THE SAD REALITY OF VIVIAN MAIER'S MISSING HEIR
I have felt protective of this photographer who shielded her work from her employers; who refused to divulge of her personal history; who was characterized as eccentric and in more troubling terms. I have been working to fairly characterize Vivian Maier in the way that I believe she saw herself: an independent spirit.
After appearing on Chicago public television's 2012 programs Searching for Vivian Maier and
The Meteoric Rise of Vivian Maier, Pamela Bannos's research continued with access to
more than 20,000 of Maier's images including her earliest known work.
|Vintage transparency from the Ron Slattery Collection, April 22, 1955, Central Park.
Ektachrome 120 fillm, 12 ASA , E-2 processed
Two major developments have occurred since this interview, in which Bannos described details of Vivian Maier’s fractured archive.
In September, a copyright challenge attempted to halt licensing of Maier’s images and sales of posthumous prints from her negatives.
Vivian Maier’s estate is now in the hands of a state appointed Public Administrator.
In December, Jeffrey Goldstein sold his collection of 18,000 negatives to an art dealer in Toronto, Canada.

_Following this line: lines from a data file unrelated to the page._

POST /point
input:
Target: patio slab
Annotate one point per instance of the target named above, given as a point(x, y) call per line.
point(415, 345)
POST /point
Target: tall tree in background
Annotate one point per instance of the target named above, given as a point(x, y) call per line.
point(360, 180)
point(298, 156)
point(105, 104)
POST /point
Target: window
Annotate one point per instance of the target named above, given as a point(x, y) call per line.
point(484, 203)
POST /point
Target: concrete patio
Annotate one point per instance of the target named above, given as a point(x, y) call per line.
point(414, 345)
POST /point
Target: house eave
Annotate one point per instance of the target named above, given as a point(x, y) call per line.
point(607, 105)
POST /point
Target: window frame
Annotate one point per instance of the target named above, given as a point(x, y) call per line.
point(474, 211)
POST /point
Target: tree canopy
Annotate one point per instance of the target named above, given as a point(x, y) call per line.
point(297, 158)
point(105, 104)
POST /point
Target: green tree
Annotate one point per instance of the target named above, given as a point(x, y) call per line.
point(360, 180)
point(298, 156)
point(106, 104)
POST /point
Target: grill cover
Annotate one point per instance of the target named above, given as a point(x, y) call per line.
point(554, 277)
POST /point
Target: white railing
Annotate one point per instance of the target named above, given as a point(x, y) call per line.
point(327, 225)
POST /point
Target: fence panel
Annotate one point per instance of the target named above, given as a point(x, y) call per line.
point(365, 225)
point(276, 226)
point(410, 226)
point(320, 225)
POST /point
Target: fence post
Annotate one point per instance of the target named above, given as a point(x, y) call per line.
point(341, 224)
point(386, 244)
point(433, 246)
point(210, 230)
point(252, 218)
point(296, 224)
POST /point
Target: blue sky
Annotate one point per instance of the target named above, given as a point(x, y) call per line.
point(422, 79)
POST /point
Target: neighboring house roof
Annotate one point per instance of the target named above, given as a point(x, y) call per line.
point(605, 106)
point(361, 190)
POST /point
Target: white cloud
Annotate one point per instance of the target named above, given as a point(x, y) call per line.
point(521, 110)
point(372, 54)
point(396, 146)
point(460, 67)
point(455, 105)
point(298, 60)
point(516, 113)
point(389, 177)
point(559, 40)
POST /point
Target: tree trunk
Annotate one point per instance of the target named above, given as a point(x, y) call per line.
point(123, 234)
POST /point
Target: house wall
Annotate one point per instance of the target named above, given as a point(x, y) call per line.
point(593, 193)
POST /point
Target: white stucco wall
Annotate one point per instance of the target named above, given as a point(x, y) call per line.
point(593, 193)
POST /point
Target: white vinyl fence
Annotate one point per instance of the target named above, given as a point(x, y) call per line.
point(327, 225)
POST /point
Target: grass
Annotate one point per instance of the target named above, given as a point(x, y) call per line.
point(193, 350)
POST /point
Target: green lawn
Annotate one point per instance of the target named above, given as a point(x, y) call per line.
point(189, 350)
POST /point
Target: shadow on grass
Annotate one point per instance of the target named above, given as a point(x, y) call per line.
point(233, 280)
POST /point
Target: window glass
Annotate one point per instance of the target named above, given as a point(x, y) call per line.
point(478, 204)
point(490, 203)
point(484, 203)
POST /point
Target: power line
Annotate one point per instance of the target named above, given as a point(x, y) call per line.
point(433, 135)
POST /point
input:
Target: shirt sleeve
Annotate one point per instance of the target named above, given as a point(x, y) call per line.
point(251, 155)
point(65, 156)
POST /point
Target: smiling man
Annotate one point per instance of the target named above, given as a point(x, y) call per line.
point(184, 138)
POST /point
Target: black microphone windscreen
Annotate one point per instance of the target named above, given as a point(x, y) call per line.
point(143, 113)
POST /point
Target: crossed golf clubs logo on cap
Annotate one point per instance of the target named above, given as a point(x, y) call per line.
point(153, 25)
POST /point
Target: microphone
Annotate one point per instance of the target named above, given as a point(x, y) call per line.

|August 26, 2015, Who Owns Late Photographer Vivian Maier's Work? radio interview with Pamela Bannos.
August 20, 2015, Who Has the Rights to Vivian Maier's Amazing Collection? New Clues Emerge, excerpts:
Maier's long-lost older brother, whom a Cook County court administrator and the owner of the majority of her work have been searching for, is buried in a New Jersey cemetery, according to scholar Pamela Bannos.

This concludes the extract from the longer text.